TÜBİTAK Yazılım Bağımlılığına "Format" Atacak

-A +A

TÜBİTAK ULAKBİM önderliğinde yoğun bir katılımla gerçekleştirilen 3. Kamu Açık Kaynak Konferansı  tamamlandı. 

TÜBİTAK Başkanı Prof. Dr. A. Arif Ergin, burada yaptığı konuşmada, açık kaynak meselesinin, buz dağının su üstünde kalan sekizde birine karşılık geldiğini, asıl meselenin "dijital gündem" olduğunu söyledi. Türkiye'nin insan kaynağı, yönetimi ve halkın istekliliğiyle dijital gündemi son derece iyi kucakladığına işaret eden Ergin, Türkiye'nin bu konuda diğer ülkelerden bir "tık" ileride bulunduğunu ifade etti.

Konunun sadece lisans bağımlılığıyla sınırlı olmadığını, asıl meselenin güvenlik olduğunu dile getiren Ergin, şöyle konuştu: "Çünkü verilerimizin, bilgilerimizin, fotoğraflarımızın, özel, resmi hayatımızın, her türlü başvurumuzun, imzamızın tutulduğu bir yerden bahsediyoruz. Yeni kimlik kartlarıyla tüm kişisel verilerin, bilgilerin bulunacağı bir alandan söz ediyoruz, konu sadece 3-5 fotoğraf değil. Eğer buranın güvenliğini sağlayamazsak, içinde ne yazdığını kontrol edemediğimiz yazılımlarla bunları yönetmeye çalışırsak o zaman büyük bir gaflet ve delalet içinde bulunacağımız çok açık. Bu bakımdan güvenliğimizin başkalarının idaresine verilmemesi meselesiyle karşı karşıyayız. Bu mesele sadece bir yazılım göçü değil, milli bağımsızlık olarak da ele alınması gereken bir meseledir."

Pardus etiketi altında çeşitli çözümler sunduklarını, bu yöndeki çalışmalara devam edeceklerini belirten Ergin, "2011-2013 döneminde malum yapının müthiş gayretleriyle TÜBİTAK'taki Pardus yapılanması tamamen çökmüştü. Cumhurbaşkanı Recep Tayyip Erdoğan'ın, Pardus konusunda verdiği talimatın bu konuda atılan kararlı adımlar için tetikleyici olması üzerine 2014'te bunu ayağa kaldırmak için büyük bir gayret gösterildi ve 3 yıl sonra başta silahlı kuvvetler olmak üzere bir dizi alanda kullanılabilir hale getirildi." dedi.

 Ergin, dijital ortamda hazırlanan belge ve dosyaların bir formatı olduğunu ve bunlar üzerinde işlem yapabilmek için belirli programlara ihtiyaç duyulduğunu söyledi.
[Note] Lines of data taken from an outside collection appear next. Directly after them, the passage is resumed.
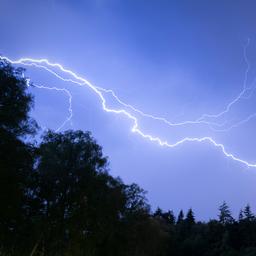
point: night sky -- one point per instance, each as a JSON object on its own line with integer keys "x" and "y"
{"x": 173, "y": 59}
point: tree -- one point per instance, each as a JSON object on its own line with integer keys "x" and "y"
{"x": 248, "y": 215}
{"x": 180, "y": 218}
{"x": 16, "y": 157}
{"x": 225, "y": 216}
{"x": 190, "y": 218}
{"x": 15, "y": 102}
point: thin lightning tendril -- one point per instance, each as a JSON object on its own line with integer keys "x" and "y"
{"x": 40, "y": 63}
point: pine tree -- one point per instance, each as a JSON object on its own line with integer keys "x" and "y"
{"x": 225, "y": 216}
{"x": 248, "y": 215}
{"x": 190, "y": 217}
{"x": 180, "y": 217}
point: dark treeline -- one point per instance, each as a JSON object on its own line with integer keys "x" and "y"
{"x": 57, "y": 198}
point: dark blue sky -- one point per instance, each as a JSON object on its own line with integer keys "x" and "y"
{"x": 177, "y": 59}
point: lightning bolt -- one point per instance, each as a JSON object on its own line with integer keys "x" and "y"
{"x": 78, "y": 80}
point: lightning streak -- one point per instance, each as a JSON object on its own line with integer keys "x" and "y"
{"x": 40, "y": 63}
{"x": 69, "y": 118}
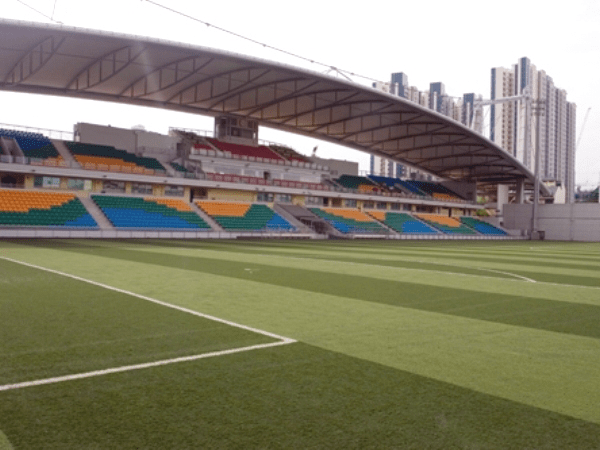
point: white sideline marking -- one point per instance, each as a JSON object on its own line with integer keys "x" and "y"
{"x": 164, "y": 362}
{"x": 282, "y": 339}
{"x": 153, "y": 300}
{"x": 530, "y": 280}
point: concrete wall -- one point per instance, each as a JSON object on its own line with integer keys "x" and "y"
{"x": 570, "y": 222}
{"x": 126, "y": 139}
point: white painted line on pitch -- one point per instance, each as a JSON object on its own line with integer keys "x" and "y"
{"x": 164, "y": 362}
{"x": 518, "y": 277}
{"x": 153, "y": 300}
Örneğin, Microsoft Office'te hazırlanan bir çalışmanın "doc" ya da "docx" formatında biçimlendirildiğine işaret eden Ergin, bu formatların açık kaynaklı geliştirilmiş LibreOffice, OpenOffice ya da başka geliştiricilerinin geliştirdiği yazılımlarda açılmak istendiğinde zorluklar yaşandığını vurguladı. Ergin, şöyle devam etti:

"Bu durum bize şöyle bir bağımlılık getiriyor: Microsoft Office'te hazırlanmış dokümanları açmak istiyorsanız bu yazılımı almanız ve yıllık lisans ücreti ödemeniz lazım. Bir power point gösterimi yapacaksanız, hesaplama tablosu hazırlayacaksanız ya da bir doküman hazırlayıp sunacaksınız. Belirlenmiş Open Document Format (ODF-Açık Belge Formatı) gibi dünya çapında standartlar var. Buna geçtiğimiz takdirde ofis yazılımlarında Microsoft ya da Mac bağımlılığımızı minimize etmiş olacağız."

Öncelikle kendi iç işlerimizde açık doküman formatını benimseyeceğiz. Microsoft, Mac kullanan da bunu açabilecek ama bunların dışındaki açık kaynak kodlu yazılımlarla bize doküman yollayıp alacak olanlar bunu kullanabilecekler. Yeter ki biz kendi bünyemizde açık kaynak tabanlı formata geçmiş olalım. Bunu 6 ayda kendi bünyemizde oturttuktan sonra 2018'in ortasından itibaren TÜBİTAK ile yapılacak bütün yazışmalarda ve belge formatlarında office formatlarını artık reddedeceğiz. Ayrıca Proje başvurusunda bulunan, bizim adımıza hakemlik ya da değerlendirme yapan, konferanslarımıza katılanların sunumlarını açık belge formatında isteyeceğiz."